WSAD — Unified Weakly-Supervised Video Anomaly Detection

A config-driven benchmark framework for weakly-supervised video anomaly detection (WSVAD) on UCF-Crime. Every method decomposes into the same slots — feature backbone × temporal encoder × scoring head × loss (× text/audio branch) — so each paper is a config, not a fork. Ten methods are implemented against a single runner contract and trained with one explicit Accelerate loop.

Designed to run on a single RTX 2060 (6 GB): features are extracted once and cached, then light heads train on the cache (the backbone costs ~0 VRAM at train time). See WSAD_INTEGRATION_PLAN.md for the full design.

Implemented models

All registered in src.registry.MODELS, all honor the same contract (forward(video, abnormal_labels, normal_labels) -> .loss, .scores):

Runner	Method	Venue	Paradigm	Feature	Cross-checked vs official
`mil`	Sultani-MIL	CVPR'18	MIL ranking	I3D	—
`rtfm`	RTFM	ICCV'21	feature magnitude	I3D	—
`mgfn`	MGFN	AAAI'23	magnitude-contrastive	I3D	(pre-existing)
`ur_dmu`	UR-DMU	AAAI'23	dual memory	I3D	—
`s3r`	S3R	ECCV'22	dictionary / sparse	I3D	✅ louisYen/S3R
`bn_wvad`	BN-WVAD	2023	BatchNorm-DFM	I3D	✅ cool-xuan/BN-WVAD
`gs_moe`	GS-MoE	ICCV'25	mixture-of-experts (SOTA ~91.6)	I3D	paper (code unreleased)
`clip_tsa`	CLIP-TSA	ICIP'23	VLM	CLIP	—
`vadclip`	VadCLIP	AAAI'24	VLM dual-branch	CLIP	✅ nwpu-zxr/VadCLIP
`tpwng`	TPWNG	CVPR'24	VLM + pseudo-label	CLIP	paper (code unreleased)

I3D models train on the cached HF features today. CLIP models (clip_tsa, vadclip, tpwng) need a local CLIP feature set (VadCLIP UCFClipFeatures) under ~/data/wsad/clip — see docs/DATA_LOCAL.md. Their text branches are faithful to the official code/paper (CLIP-grounded CoOp prompts; CLIP-TSA's Perturbed-TopK TSA; TPWNG's NVP).

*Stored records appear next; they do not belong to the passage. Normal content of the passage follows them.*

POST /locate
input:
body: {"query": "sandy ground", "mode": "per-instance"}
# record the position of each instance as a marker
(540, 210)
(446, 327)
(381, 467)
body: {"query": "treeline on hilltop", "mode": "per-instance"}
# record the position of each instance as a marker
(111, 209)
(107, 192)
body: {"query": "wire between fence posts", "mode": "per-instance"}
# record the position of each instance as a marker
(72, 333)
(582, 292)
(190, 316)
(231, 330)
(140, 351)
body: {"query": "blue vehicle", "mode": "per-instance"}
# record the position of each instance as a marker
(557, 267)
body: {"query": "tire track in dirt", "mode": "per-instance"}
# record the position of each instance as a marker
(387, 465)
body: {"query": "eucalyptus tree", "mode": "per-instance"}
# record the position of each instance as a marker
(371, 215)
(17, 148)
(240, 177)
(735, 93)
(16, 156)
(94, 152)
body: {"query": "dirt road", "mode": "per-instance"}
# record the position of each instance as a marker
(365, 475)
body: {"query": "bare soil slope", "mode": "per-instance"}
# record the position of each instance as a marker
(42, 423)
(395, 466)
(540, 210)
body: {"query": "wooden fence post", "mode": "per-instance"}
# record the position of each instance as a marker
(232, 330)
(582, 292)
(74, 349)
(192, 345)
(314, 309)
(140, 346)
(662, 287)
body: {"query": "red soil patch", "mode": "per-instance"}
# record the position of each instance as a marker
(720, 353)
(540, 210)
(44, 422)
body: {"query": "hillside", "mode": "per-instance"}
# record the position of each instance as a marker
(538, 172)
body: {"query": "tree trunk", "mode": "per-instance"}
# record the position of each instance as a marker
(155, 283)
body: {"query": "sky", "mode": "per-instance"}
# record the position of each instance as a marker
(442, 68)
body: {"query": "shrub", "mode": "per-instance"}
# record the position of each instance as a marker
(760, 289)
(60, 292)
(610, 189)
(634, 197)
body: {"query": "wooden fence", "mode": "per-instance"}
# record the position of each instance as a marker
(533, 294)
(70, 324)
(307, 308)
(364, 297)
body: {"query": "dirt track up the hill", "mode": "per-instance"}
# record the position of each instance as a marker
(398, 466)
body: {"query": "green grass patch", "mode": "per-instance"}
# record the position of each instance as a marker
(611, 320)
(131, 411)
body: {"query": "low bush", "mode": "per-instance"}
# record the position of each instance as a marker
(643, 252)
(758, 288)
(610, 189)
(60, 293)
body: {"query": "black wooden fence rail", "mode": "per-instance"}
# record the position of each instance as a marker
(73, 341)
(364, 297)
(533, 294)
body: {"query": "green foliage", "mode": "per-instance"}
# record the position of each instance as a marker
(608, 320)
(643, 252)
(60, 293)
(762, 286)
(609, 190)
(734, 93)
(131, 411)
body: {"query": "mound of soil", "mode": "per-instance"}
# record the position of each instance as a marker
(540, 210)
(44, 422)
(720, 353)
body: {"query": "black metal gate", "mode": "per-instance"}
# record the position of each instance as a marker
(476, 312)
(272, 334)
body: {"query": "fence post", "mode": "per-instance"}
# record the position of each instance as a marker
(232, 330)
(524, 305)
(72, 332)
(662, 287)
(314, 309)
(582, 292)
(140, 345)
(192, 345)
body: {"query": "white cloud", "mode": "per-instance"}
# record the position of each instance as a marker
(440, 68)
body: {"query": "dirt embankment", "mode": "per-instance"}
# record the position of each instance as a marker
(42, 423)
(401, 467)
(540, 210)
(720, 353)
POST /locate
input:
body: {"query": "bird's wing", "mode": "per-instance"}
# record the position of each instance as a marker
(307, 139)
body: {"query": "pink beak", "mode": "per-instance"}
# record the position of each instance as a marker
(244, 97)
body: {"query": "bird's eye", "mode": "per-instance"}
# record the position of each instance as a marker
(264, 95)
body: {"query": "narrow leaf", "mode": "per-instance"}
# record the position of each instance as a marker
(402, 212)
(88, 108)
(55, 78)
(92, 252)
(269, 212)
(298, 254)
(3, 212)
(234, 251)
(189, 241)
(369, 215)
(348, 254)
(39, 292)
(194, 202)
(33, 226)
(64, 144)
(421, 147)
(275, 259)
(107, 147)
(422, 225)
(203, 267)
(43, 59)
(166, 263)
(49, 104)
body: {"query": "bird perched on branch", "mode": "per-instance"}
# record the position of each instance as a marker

Per-paper slot maps and reproduction conditions: docs/REPRODUCTION.md.

Quickstart

# train any model on the cached I3D features (Accelerate loop)
python train.py runner=rtfm
python train.py runner=gs_moe trainer.precision=16-mixed data.batch_size=32   # AMP on 6 GB

# evaluate / score a single video's cached feature
python -m src.inference --runner rtfm --checkpoint <ckpt> --device cuda
python -m src.inference --runner mgfn --feature path/to/video_i3d.npy

Override anything from the CLI (Hydra): python train.py runner=ur_dmu data.batch_size=16 runner.model_config.attn_impl=sdpa trainer.max_epochs=100.

Architecture

raw video ──(offline, once)──► feature backbone ──► cache .npy
                                                       │ (train-time input)
                                                       ▼
   [ temporal encoder ] ─► [ scoring head ] ─► anomaly score s ∈ [T]
        (+ text / audio branch)                       │
                                                       ▼
                                          [ loss ] (+ self-training)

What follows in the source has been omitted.